Monday, February 22, 2010

The Narrows, 1942

I am posting here a fragment from a forthcoming book on the lives and art of Charles Massey West, Jr., and Anne Warner West, my parents. Based on what I know now, it is clear that my father had many dyslexic traits -- including many difficulties with spelling, reading and academic work as well as high level visual-spatial talents and skills. The article is quoted below without quotation marks.

It wasn’t the top prize. But it was major recognition in a major show.

In the fall of 1942, it was a show and catalogue that mainly honored Grant Wood, who had died earlier that year. Wood had already become an icon of American painting. With images such as “American Gothic,” “Daughters of Revolution” and “Good Influence” he had linked humor and satire with pride in the simplicity of middle America, using a flat, almost plastic palate, with smooth forms, high contrast and deep shadows -- not commonly seen again until the Pixar computer animation films some 70 years later.

The top prize at the Fifty-Third Annual Exhibition of American Paintings and Sculpture at the Art Institute of Chicago had gone to Edward Hopper for “Nighthawks,” a canvas that was to become itself an icon of American painting.

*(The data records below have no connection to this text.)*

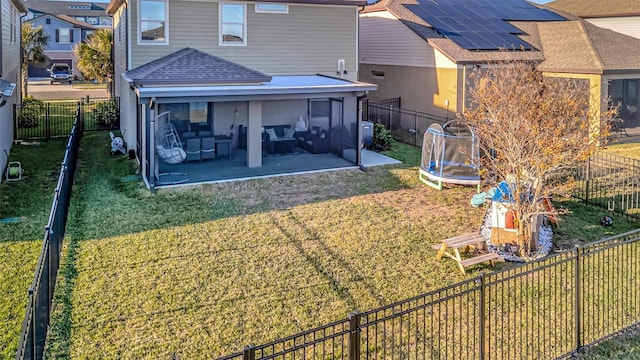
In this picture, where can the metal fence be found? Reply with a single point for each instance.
(407, 126)
(36, 322)
(612, 182)
(39, 120)
(551, 308)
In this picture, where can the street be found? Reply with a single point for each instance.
(41, 89)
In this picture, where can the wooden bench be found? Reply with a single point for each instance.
(466, 242)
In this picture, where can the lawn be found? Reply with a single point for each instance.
(24, 211)
(208, 269)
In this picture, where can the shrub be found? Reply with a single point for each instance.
(107, 114)
(30, 112)
(381, 137)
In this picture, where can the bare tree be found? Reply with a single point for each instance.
(530, 129)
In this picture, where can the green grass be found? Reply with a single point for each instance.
(631, 150)
(28, 200)
(207, 269)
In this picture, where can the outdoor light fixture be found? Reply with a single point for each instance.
(6, 90)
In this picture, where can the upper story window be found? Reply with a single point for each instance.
(272, 8)
(64, 35)
(153, 22)
(233, 24)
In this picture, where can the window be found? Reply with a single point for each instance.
(153, 22)
(272, 8)
(233, 24)
(64, 36)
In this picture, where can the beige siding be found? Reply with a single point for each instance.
(419, 88)
(387, 41)
(10, 72)
(308, 40)
(628, 25)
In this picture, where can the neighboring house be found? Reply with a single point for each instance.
(64, 32)
(239, 70)
(92, 13)
(622, 16)
(422, 52)
(10, 12)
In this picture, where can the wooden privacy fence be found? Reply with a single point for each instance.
(546, 309)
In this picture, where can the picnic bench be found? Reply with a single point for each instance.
(451, 247)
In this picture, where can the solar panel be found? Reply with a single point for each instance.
(481, 24)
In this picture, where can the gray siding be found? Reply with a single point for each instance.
(10, 72)
(308, 40)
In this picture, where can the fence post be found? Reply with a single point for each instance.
(47, 130)
(588, 176)
(15, 122)
(578, 299)
(482, 315)
(354, 336)
(415, 126)
(249, 352)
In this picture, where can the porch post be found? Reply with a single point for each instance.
(254, 135)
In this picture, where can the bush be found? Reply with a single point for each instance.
(107, 114)
(381, 137)
(30, 112)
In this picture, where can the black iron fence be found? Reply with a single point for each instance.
(407, 126)
(551, 308)
(36, 322)
(612, 182)
(43, 120)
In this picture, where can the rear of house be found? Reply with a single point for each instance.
(231, 71)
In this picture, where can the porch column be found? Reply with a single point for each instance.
(254, 135)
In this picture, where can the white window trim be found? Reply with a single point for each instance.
(60, 35)
(244, 26)
(285, 11)
(166, 24)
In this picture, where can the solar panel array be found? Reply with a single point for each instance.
(481, 24)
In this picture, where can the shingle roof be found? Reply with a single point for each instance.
(597, 8)
(580, 47)
(193, 67)
(62, 7)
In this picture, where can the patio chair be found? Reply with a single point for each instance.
(208, 148)
(193, 150)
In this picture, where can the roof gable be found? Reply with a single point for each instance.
(597, 8)
(189, 66)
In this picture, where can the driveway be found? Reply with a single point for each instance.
(41, 89)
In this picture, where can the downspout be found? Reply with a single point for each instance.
(359, 112)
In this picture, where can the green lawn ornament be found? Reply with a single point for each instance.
(14, 171)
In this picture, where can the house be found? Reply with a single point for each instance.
(10, 12)
(64, 32)
(422, 51)
(263, 88)
(621, 16)
(67, 23)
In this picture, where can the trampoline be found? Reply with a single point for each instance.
(450, 154)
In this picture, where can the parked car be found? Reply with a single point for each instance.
(60, 72)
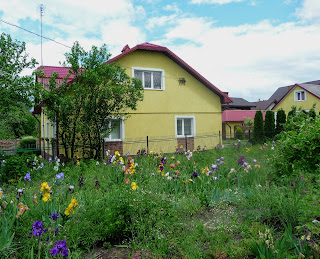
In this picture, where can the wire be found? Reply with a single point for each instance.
(14, 25)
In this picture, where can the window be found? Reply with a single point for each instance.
(299, 96)
(117, 132)
(152, 79)
(185, 126)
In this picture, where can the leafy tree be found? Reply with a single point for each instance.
(17, 122)
(84, 107)
(269, 127)
(281, 120)
(258, 134)
(14, 88)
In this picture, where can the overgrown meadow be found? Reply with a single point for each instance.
(222, 203)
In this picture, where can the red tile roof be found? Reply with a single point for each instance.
(238, 115)
(153, 47)
(62, 71)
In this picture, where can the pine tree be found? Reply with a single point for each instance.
(281, 120)
(269, 127)
(258, 134)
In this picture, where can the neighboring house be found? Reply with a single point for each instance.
(293, 95)
(178, 102)
(303, 96)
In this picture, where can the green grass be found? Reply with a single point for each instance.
(174, 214)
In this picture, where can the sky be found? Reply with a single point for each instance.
(248, 48)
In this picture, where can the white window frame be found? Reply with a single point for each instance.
(296, 93)
(122, 137)
(193, 125)
(48, 130)
(144, 69)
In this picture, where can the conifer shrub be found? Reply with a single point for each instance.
(258, 134)
(281, 120)
(269, 127)
(238, 133)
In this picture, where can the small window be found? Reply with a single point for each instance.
(117, 132)
(185, 126)
(152, 79)
(299, 96)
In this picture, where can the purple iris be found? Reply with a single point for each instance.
(60, 247)
(54, 216)
(27, 177)
(214, 167)
(37, 228)
(241, 160)
(60, 176)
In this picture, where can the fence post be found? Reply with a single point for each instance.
(186, 143)
(147, 144)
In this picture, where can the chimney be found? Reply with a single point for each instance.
(125, 48)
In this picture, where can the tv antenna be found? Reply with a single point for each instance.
(41, 14)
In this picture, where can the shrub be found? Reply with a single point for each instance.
(269, 127)
(281, 120)
(258, 135)
(238, 133)
(299, 145)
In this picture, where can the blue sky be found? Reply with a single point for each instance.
(246, 47)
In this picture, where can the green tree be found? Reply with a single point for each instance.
(269, 126)
(17, 122)
(15, 88)
(281, 120)
(258, 134)
(84, 107)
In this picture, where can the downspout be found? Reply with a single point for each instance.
(229, 127)
(39, 129)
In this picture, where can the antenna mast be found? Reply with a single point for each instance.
(41, 14)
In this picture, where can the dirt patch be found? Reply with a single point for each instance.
(111, 253)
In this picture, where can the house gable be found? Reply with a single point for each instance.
(192, 96)
(300, 95)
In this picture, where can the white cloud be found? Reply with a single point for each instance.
(161, 21)
(172, 8)
(249, 61)
(221, 2)
(310, 10)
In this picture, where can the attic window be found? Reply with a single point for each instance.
(152, 79)
(299, 96)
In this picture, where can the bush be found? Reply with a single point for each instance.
(258, 135)
(299, 146)
(281, 120)
(238, 133)
(269, 127)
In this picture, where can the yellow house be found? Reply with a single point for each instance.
(302, 96)
(180, 107)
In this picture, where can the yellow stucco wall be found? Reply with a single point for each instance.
(289, 101)
(155, 116)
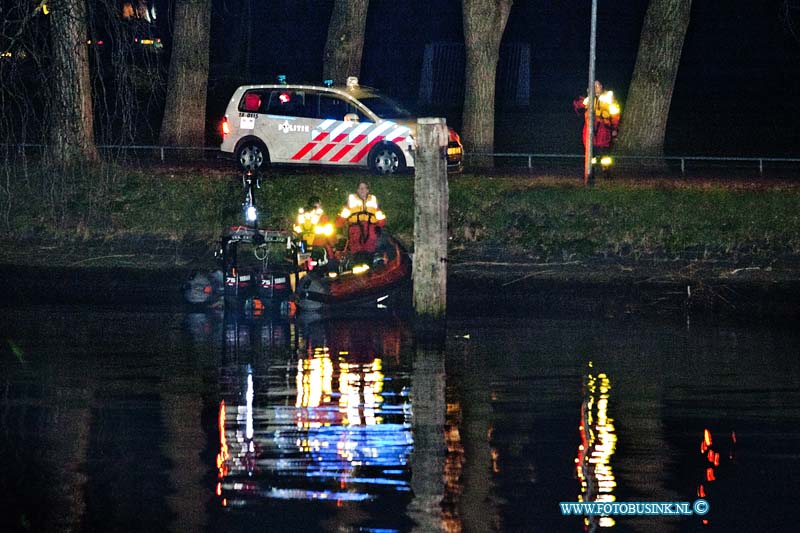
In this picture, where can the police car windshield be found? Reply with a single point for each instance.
(385, 107)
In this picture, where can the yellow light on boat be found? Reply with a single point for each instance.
(326, 230)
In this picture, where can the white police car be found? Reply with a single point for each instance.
(326, 125)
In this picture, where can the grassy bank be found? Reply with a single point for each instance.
(532, 218)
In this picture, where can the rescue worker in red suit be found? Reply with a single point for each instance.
(364, 218)
(606, 122)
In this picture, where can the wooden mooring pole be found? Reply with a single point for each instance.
(430, 218)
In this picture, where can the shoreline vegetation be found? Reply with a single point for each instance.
(506, 225)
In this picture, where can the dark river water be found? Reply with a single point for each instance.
(151, 418)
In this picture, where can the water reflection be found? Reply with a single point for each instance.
(710, 461)
(598, 444)
(313, 411)
(132, 419)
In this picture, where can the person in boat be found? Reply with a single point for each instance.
(364, 219)
(315, 231)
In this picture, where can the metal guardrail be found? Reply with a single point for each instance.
(530, 157)
(682, 159)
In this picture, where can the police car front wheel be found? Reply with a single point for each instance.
(386, 159)
(251, 155)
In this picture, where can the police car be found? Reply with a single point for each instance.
(326, 125)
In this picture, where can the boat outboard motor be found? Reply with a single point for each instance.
(203, 288)
(312, 293)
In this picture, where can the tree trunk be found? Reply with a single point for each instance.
(644, 118)
(184, 121)
(345, 44)
(484, 23)
(72, 125)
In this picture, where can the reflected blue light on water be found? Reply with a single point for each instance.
(129, 420)
(339, 432)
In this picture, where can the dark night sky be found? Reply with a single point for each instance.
(739, 65)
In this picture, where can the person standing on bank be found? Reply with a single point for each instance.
(606, 121)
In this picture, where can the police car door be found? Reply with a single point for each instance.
(288, 123)
(339, 135)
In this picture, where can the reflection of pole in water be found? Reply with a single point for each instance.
(598, 444)
(428, 421)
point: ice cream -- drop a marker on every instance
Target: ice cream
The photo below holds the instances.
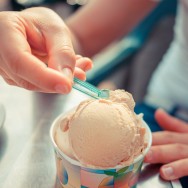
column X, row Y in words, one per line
column 102, row 133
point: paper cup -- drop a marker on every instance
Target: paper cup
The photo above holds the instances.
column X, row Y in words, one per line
column 72, row 174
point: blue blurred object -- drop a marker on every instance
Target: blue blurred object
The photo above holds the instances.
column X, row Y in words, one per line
column 131, row 43
column 2, row 115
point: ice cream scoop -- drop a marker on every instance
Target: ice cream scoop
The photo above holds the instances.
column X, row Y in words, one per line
column 102, row 133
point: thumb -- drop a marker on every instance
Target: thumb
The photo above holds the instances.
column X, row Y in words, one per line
column 60, row 51
column 56, row 38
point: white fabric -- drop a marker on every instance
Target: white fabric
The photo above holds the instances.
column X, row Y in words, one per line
column 169, row 85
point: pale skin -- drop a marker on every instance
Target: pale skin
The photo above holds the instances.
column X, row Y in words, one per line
column 38, row 52
column 170, row 147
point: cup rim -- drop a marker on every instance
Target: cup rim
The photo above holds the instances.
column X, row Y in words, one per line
column 77, row 163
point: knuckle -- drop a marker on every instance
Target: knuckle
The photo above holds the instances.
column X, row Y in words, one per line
column 169, row 136
column 180, row 148
column 15, row 63
column 26, row 85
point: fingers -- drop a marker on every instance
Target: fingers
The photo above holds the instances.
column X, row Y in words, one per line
column 84, row 63
column 170, row 123
column 175, row 170
column 167, row 137
column 167, row 153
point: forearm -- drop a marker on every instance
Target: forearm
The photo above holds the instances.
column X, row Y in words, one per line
column 100, row 22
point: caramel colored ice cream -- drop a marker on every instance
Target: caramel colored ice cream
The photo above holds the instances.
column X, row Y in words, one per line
column 103, row 133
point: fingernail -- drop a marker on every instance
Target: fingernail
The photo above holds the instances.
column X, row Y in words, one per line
column 168, row 171
column 67, row 72
column 149, row 156
column 61, row 89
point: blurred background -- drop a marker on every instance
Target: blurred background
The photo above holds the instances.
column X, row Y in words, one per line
column 126, row 64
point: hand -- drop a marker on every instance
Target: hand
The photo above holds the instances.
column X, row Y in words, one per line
column 170, row 147
column 36, row 51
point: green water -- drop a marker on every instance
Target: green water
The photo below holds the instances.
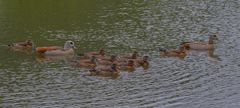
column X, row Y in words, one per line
column 121, row 26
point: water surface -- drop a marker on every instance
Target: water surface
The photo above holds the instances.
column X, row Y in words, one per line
column 198, row 81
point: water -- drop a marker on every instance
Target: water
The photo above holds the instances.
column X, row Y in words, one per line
column 198, row 81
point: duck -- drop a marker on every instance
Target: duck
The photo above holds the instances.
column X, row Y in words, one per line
column 108, row 61
column 68, row 49
column 134, row 55
column 100, row 54
column 201, row 45
column 28, row 44
column 143, row 61
column 105, row 71
column 86, row 63
column 129, row 66
column 180, row 52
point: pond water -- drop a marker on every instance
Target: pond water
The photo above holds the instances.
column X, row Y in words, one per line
column 121, row 26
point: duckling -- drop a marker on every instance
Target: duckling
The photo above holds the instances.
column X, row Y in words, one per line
column 105, row 71
column 181, row 52
column 143, row 62
column 125, row 58
column 28, row 44
column 134, row 55
column 87, row 63
column 129, row 66
column 99, row 54
column 108, row 61
column 68, row 49
column 201, row 45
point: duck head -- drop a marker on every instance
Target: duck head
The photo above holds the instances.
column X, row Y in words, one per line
column 212, row 38
column 69, row 45
column 94, row 59
column 134, row 55
column 114, row 66
column 145, row 61
column 113, row 58
column 130, row 63
column 102, row 52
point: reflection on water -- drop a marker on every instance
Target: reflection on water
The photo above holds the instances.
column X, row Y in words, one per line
column 201, row 79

Lonely people in a bright diner in a dark cityscape -- familiar in numerous magazine articles, satirical imitations and young persons’ wall posters -- culminating as the central focus of the major show in the East Wing of the National Gallery, Washington, DC, that closed January 21, 2008.

Art historian and commentator Robert Hughes called Hopper the most important painter of the period and it is noteworthy that “Nighthawks” is the lone image that spans the backs of his multi-tape video history of American painting.

It is also notable how pivotal “Nighthawks” was in Hopper’s professional life. One writer notes in the National Gallery show catalogue: “In May 1945, having become famous and successful after his triumph with ‘Nighthawks,’ Hopper was inducted into the National Institute of Arts and Letters.” (Barter, 2007, p. 211.)

For West in 1942, it was not the top prize, but there he was, shoulder to shoulder with the top prizewinners.

His short biographical sketch was listed in facing pages with other short sketches of the top prizewinners. Hopper’s bio noted that his “early work aroused so little interest that he gave up painting for several years.” In West’s bio, his hometown is spelled incorrectly but his study at the Pennsylvania Academy of the Fine Arts in Philadelphia (PAFA, attended 1931-1934; the oldest and most prestigious art school in America) is noted along with his current teaching position and his award in 1934 of the Cresson Memorial Traveling Scholarship for study in Europe.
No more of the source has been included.